LLVM backend for 6502
Go to file
Chandler Carruth 450b39e971 [SROA] Teach SROA how to much more intelligently handle split loads and
stores.

When there are accesses to an entire alloca with an integer
load or store as well as accesses to small pieces of the alloca, SROA
splits up the large integer accesses. In order to do that, it uses bit
math to merge the small accesses into large integers. While this is
effective, it produces insane IR that can cause significant problems in
the rest of the optimizer:

- It can cause load and store mismatches with GVN on the non-alloca side
  where we end up loading an i64 (or some such) rather than loading
  specific elements that are stored.
- We can't always get rid of the integer bit math, which is why we can't
  always fix the loads and stores to work well with GVN.
- This is especially bad when we have operations that mix poorly with
  integer bit math such as floating point operations.
- It will block things like the vectorizer which might be able to handle
  the scalar stores that underly the aggregate.

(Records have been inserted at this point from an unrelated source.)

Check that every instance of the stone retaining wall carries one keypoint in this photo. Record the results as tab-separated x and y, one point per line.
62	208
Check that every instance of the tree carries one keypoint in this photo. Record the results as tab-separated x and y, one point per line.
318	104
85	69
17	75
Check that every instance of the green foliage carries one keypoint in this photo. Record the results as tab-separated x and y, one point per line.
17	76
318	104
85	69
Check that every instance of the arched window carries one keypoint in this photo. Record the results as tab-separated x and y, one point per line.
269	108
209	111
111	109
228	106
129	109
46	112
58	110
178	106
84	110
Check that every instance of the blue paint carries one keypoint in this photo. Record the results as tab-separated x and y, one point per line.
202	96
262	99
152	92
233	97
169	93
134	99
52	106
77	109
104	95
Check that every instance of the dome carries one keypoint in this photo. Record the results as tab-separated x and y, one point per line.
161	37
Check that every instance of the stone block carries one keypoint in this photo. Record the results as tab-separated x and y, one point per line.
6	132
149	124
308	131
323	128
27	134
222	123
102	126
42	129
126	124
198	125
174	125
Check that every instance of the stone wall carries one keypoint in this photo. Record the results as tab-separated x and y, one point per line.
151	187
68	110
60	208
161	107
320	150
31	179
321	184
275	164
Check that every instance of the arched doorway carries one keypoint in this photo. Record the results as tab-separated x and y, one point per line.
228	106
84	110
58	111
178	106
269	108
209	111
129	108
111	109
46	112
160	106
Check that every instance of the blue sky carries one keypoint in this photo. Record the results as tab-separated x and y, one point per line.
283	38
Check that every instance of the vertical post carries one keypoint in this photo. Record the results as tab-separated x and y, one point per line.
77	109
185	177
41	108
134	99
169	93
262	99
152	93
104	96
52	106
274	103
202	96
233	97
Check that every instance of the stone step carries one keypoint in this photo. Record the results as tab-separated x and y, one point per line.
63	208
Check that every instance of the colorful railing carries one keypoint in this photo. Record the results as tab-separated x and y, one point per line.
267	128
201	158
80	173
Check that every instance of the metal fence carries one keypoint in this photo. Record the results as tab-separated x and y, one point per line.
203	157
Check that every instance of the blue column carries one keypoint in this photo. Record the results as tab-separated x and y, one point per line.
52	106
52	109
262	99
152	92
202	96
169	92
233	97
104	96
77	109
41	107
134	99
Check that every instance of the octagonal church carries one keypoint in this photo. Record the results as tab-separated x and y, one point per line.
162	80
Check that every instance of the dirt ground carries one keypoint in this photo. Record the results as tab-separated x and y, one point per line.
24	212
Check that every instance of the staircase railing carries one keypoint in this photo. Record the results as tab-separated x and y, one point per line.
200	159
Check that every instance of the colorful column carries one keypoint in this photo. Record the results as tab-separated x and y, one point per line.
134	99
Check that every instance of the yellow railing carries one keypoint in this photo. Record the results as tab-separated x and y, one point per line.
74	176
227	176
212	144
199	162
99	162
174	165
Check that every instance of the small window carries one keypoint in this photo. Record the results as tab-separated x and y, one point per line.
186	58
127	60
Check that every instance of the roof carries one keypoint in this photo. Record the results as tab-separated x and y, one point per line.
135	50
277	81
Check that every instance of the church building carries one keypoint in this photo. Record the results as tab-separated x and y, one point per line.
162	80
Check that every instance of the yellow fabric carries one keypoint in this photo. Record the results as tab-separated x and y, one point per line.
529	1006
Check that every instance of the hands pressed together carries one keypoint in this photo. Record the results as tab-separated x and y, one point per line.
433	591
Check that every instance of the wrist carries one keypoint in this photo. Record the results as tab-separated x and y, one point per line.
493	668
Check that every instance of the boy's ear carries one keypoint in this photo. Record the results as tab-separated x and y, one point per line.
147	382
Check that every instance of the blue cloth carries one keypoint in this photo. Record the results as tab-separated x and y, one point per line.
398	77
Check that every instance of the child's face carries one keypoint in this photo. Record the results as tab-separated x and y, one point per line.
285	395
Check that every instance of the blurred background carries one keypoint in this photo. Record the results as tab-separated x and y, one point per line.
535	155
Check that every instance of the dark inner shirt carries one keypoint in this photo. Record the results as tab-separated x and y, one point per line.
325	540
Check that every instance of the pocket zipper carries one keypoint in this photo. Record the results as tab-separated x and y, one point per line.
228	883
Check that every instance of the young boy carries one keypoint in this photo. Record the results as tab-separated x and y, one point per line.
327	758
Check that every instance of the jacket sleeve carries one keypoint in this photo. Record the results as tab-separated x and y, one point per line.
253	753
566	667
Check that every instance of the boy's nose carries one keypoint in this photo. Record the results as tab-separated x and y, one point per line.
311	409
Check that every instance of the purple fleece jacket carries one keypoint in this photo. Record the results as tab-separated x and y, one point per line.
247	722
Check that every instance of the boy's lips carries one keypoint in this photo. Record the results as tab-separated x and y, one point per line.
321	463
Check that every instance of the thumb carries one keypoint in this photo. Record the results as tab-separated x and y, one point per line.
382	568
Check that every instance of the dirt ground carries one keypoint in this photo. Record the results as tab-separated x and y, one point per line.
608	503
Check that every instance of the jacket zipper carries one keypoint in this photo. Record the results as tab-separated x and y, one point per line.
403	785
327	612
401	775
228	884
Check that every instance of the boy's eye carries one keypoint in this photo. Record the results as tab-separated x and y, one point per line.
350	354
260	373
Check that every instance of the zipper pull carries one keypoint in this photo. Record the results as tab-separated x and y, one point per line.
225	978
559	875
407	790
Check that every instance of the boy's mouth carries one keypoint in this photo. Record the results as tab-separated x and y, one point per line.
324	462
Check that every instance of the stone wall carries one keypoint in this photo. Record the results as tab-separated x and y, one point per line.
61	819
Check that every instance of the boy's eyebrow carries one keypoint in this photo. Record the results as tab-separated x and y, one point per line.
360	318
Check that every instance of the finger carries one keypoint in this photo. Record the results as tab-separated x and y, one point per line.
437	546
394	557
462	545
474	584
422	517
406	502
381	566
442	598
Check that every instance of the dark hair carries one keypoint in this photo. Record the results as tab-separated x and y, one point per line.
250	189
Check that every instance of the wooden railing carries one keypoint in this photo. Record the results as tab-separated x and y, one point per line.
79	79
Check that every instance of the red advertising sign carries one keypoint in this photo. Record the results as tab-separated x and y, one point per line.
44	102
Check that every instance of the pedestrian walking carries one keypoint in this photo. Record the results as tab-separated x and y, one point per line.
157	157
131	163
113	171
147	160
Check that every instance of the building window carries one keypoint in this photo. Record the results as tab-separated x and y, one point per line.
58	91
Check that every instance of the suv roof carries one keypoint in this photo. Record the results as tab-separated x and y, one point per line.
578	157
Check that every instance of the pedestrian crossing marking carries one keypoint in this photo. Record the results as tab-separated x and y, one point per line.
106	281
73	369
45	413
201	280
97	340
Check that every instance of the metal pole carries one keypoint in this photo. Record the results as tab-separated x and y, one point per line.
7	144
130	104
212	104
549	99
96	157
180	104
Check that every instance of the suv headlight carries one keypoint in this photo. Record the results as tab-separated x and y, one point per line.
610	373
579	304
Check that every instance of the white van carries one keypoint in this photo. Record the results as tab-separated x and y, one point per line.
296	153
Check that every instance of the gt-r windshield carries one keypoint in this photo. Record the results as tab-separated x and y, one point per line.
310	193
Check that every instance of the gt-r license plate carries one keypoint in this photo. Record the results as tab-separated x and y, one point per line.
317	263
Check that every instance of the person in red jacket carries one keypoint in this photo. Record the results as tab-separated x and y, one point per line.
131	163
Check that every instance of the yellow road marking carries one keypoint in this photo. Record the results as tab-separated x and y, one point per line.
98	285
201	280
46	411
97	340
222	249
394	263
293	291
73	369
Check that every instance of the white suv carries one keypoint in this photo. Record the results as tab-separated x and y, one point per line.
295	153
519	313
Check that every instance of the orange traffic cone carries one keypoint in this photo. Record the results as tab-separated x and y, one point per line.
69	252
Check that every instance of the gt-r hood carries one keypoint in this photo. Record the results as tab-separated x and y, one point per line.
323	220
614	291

At the same time, we can't just directly split up these loads and stores
in all cases. If there is actual integer arithmetic involved on the
values, then using integer bit math is actually the perfect lowering
because we can often combine it heavily with the surrounding math.

The solution this patch provides is to find places where SROA is
partitioning aggregates into small elements, and look for splittable
loads and stores that it can split all the way to some other adjacent
load and store. These are uniformly the cases where failing to split the
loads and stores hurts the optimizer that I have seen, and I've looked
extensively at the code produced both from more and less aggressive
approaches to this problem.

However, it is quite tricky to actually do this in SROA. We may have
loads and stores to the same alloca, or other complex patterns that are
hard to handle. This complexity leads to the somewhat subtle algorithm
implemented here. We have to do this entire process as a separate pass
over the partitioning of the alloca, and split up all of the loads prior
to splitting the stores so that we can handle safely the cases of
overlapping, including partially overlapping, loads and stores to the
same alloca. We also have to reconstitute the post-split slice
configuration so we can avoid iterating again over all the alloca uses
(the slow part of SROA). But we also have to ensure that when we split
up loads and stores to *other* allocas, we *do* re-iterate over them in
SROA to adapt to the more refined partitioning now required.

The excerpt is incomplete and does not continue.